To fix the date formatting specific error, you are correct that you need to use
the Expression Language functions toDate() [1] and format() [2] to convert
to/from plain strings to date objects. You are currently concatenating the two
date values (the year-month-day segment and the hour:minute:second segment),
then changing the delimiter from a space to a ’T’ (you can just do this
explicitly in the first step), then concatenating the timezone offset and
trying to convert this to a timestamp via a prescribed format, but the format
doesn’t match the input you have.
Please use the values below (I tested these against the current main branch
build, but nothing should have changed since prior releases):
To concatenate the string attributes into a parseable format and convert it to
a date object (internally represented as the number of milliseconds since the
epoch began at Jan 1, 1970 00:00:00 UTC):
${fileMetadata.6:append('T'):append(${fileMetadata.7:substringBefore('.')}):append('
'):append(${fileMetadata.8}):toDate("yyyy-MM-dd'T'HH:mm:ss Z”)}
To parse the result of the above into various timezones:
Local timezone: ${parsedTimestamp:format("yyyy-MM-dd'T'HH:mm:ss Z”)}
UTC timezone: ${parsedTimestamp:format("yyyy-MM-dd'T'HH:mm:ss Z", "UTC”)}
If you set the PutFile Last Modified Time to ${timestampUTCString} (or whatever
you name the attribute mentioned in Step 2 above), it will successfully set the
file’s timestamp when writing it out (06:14 in February in my timezone is equal
to 14:14 UTC):
/tmp ll timestamptest 15:28:55
total 0
drwxrwxrwx 14 alopresto wheel 448B Jul 2 15:29 ./
drwxrwxrwt 7 root wheel 224B Jul 2 15:28 ../
-rw-r--r-- 1 alopresto wheel 0B Feb 14 06:14
0eec229c-5658-4a86-b6ba-3fe507672bd4
-rw-r--r-- 1 alopresto wheel 0B Feb 14 06:14
113fb95e-5a10-48e4-ba9b-616909b68684
-rw-r--r-- 1 alopresto wheel 0B Feb 14 06:14
13fd2b13-fc8e-455d-8ca9-4afa2886a8e8
-rw-r--r-- 1 alopresto wheel 0B Feb 14 06:14
3228111c-476d-4cf6-a141-587270d821e2
-rw-r--r-- 1 alopresto wheel 0B Feb 14 06:14
397e7a21-944b-4a0c-a0d7-6150e10b385e
-rw-r--r-- 1 alopresto wheel 0B Feb 14 06:14
400313d8-9511-451a-ba40-6a37e7649906
-rw-r--r-- 1 alopresto wheel 0B Feb 14 06:14
46c587f6-06ee-463e-8e91-b432073aa98d
-rw-r--r-- 1 alopresto wheel 0B Feb 14 06:14
4a783b61-2304-44c6-9820-045e0cfaac52
-rw-r--r-- 1 alopresto wheel 0B Feb 14 06:14
a30a3e6c-e3ed-4180-9486-3de274116652
-rw-r--r-- 1 alopresto wheel 0B Feb 14 06:14
d4cdafc4-b5f3-4a18-9548-c7a5a2a3ea68
-rw-r--r-- 1 alopresto wheel 0B Feb 14 06:14
e6b94e07-9bd1-4fbc-aee2-27b687681849
-rw-r--r-- 1 alopresto wheel 0B Feb 14 06:14
f6802781-d820-4e18-b803-ceeaf5abee11
I’m not sure I understand your other concerns — ListFile and GetFile do not
accept incoming connections because they are designed to retrieve the list of
or explicit files from a particular file system location (e.g. you want to list
all the files that appear in
/some/location/where/another/process/puts/them/over/time as they appear).

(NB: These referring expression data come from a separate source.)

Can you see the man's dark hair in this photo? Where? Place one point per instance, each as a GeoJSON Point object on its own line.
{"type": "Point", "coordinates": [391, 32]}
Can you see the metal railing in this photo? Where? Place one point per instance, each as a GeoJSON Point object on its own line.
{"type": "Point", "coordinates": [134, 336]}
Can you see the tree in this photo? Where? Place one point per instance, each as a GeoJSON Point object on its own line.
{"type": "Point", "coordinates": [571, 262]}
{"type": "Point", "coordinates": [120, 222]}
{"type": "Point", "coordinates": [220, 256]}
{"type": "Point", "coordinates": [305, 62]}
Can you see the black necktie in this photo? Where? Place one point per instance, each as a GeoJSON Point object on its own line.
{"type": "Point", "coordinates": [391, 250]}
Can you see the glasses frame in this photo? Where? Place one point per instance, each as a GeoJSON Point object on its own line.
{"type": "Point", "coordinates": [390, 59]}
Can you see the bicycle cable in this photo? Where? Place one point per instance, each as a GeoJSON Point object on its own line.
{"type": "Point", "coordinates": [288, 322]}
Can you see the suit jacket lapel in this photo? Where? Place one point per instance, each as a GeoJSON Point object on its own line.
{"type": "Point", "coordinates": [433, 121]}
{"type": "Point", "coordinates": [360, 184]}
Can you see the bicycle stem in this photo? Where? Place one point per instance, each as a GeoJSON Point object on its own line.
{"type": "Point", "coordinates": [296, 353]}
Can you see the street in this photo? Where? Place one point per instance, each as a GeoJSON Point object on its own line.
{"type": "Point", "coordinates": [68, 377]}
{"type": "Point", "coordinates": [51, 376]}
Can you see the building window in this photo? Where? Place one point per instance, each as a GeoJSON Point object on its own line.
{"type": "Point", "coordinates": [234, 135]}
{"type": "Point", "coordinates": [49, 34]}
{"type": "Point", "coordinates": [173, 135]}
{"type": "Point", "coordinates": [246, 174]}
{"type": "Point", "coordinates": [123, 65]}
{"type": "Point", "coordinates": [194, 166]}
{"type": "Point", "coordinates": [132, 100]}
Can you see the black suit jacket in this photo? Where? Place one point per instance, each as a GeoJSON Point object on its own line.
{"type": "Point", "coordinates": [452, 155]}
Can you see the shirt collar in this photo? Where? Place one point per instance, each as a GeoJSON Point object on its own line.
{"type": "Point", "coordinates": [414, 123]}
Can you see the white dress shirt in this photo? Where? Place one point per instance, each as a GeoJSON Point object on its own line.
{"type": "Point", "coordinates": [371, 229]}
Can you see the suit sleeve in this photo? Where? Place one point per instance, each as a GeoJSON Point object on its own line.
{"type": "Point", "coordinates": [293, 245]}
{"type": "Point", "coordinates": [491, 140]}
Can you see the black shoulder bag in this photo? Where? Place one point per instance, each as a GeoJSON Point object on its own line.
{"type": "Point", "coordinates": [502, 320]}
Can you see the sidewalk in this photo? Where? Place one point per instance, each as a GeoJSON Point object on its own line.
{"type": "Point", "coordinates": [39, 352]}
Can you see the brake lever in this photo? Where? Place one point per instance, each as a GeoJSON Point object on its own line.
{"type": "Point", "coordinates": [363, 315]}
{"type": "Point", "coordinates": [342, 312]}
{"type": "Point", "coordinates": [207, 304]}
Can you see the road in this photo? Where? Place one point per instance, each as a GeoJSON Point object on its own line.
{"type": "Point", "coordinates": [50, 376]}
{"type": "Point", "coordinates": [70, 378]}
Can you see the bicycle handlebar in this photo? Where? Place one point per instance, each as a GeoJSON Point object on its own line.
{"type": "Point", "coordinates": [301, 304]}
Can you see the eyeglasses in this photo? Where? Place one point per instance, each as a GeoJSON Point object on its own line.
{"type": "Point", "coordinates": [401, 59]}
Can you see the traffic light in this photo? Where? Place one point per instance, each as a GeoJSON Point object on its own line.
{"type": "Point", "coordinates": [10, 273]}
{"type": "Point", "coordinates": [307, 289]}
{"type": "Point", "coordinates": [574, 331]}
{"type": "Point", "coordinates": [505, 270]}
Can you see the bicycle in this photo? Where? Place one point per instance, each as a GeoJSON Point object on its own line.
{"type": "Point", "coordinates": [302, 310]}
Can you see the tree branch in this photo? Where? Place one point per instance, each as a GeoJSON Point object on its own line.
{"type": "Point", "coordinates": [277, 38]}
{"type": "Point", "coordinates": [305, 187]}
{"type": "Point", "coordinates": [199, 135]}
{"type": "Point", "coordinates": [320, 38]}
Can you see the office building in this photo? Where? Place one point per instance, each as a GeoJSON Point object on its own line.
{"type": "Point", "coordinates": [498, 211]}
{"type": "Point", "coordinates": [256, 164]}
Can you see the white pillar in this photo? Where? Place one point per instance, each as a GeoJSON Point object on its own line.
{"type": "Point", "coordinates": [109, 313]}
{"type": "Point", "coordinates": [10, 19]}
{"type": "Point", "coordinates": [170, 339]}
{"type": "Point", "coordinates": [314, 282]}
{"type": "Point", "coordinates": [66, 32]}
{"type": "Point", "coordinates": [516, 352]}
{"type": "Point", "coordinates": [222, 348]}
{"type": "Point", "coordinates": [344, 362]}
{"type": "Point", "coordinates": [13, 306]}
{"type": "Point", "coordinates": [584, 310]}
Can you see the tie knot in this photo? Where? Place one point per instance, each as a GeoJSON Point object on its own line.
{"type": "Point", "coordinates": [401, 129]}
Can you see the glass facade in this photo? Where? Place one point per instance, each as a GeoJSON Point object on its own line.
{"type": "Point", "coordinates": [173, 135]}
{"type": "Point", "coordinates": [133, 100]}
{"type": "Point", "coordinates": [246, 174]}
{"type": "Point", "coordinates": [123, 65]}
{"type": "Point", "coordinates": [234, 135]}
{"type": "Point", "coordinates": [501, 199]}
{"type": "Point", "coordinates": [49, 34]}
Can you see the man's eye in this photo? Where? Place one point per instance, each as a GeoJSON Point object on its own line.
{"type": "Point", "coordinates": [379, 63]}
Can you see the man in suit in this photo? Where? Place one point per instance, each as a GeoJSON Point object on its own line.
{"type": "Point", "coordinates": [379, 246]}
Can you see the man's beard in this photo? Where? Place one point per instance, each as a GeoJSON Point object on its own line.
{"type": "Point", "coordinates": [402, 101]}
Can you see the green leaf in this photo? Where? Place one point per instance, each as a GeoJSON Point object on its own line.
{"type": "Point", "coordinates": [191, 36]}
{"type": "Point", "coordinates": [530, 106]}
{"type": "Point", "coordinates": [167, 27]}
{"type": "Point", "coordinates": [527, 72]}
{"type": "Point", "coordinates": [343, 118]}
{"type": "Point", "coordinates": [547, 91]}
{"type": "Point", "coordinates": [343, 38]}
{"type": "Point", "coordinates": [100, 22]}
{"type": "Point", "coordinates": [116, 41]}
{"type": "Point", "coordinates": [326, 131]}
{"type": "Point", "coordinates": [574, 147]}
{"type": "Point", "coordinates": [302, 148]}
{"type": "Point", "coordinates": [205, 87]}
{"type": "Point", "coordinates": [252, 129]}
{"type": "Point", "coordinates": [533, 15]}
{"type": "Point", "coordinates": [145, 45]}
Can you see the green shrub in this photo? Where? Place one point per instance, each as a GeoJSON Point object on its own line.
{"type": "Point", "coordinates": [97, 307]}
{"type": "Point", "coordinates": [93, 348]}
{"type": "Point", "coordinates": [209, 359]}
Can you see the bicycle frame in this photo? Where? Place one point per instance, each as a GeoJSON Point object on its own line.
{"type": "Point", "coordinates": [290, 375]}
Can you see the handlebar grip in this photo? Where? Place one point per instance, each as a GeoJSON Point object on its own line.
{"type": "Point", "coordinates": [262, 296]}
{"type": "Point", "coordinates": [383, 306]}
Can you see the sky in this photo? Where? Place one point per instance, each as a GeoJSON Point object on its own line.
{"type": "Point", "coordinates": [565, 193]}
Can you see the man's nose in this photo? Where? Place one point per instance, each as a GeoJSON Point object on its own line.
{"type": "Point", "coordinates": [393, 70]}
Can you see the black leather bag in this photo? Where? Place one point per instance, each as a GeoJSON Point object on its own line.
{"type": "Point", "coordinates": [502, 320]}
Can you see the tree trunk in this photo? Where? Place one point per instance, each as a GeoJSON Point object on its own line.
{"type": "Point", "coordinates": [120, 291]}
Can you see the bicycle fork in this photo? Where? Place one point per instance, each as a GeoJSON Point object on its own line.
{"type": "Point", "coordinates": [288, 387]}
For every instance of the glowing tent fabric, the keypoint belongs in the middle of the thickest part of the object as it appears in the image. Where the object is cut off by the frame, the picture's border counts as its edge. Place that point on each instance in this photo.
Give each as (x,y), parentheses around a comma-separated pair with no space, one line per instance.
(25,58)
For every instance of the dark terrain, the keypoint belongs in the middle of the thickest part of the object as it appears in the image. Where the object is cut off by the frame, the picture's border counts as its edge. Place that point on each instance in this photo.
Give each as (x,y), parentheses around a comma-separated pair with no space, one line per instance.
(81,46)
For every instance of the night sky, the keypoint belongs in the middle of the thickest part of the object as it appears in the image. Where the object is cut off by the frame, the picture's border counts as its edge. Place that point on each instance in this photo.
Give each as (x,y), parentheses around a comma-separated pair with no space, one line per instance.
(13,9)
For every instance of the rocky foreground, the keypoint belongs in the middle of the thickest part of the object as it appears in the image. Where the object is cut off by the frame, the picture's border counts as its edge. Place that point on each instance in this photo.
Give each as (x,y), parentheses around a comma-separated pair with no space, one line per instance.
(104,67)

If
you have some other initial process to determine an absolute file path, you can
pass it to FetchFile as you’re doing.
You can also file a feature request Jira to also read the file metadata and
make it available as named attributes in the flowfile after reading the file,
as this seems like a useful behavior for you and others moving forward.
[1]
https://nifi.apache.org/docs/nifi-docs/html/expression-language-guide.html#todate
<https://nifi.apache.org/docs/nifi-docs/html/expression-language-guide.html#todate>
[2]
https://nifi.apache.org/docs/nifi-docs/html/expression-language-guide.html#format
Andy LoPresto
[email protected]
[email protected]
He/Him
PGP Fingerprint: 70EC B3E5 98A6 5A3F D3C4 BACE 3C6E F65B 2F7D EF69
> On Jul 2, 2020, at 6:32 AM, Valentina Ivanova <[email protected]> wrote:
>
> Hello!
>
> I need to set Last Modified Time in PutFile however I cannot use
> file.creationTime as it is retrieved from either ListFile or GetFile.
>
> I am retrieving files from a folder in the middle of my flow using FetchFile
> and passing the absolute path to the files (as ListFile and GetFile have no
> input connections).
> After FetchFile I retrieve the file metadata with ls - l
> --time-style=full-iso which outputs something like this:
>
> -rw-r--r-- 1 nifi nifi 60 2020-02-14 14:14:07.000000000 +0000 file.txt
>
> From this I retrieve all components of the date and time that are needed and
> merge them together with the following:
>
> fileMetadata.6 value:2020-02-14
> fileMetadata.7 value:14:14:07.000000000
> fileMetadata.8 value:+0000
>
> dateMetadata value:${fileMetadata.6:append('
> '):append(${fileMetadata.7:substringBefore('.')})}
> Last Modified Time value:${dateMetadata:replace(' ', 'T'):append('
> '):append(${fileMetadata.8}):toDate("yyyy-MM-dd'T'HH:mm:ssZ")}
>
> After this I expect the following value for Last Modified Time
> 2020-02-14T14:14:07 +0000 which should correspond to the format required
> in the PutFile processor (yyyy-MM-dd'T'HH:mm:ssZ).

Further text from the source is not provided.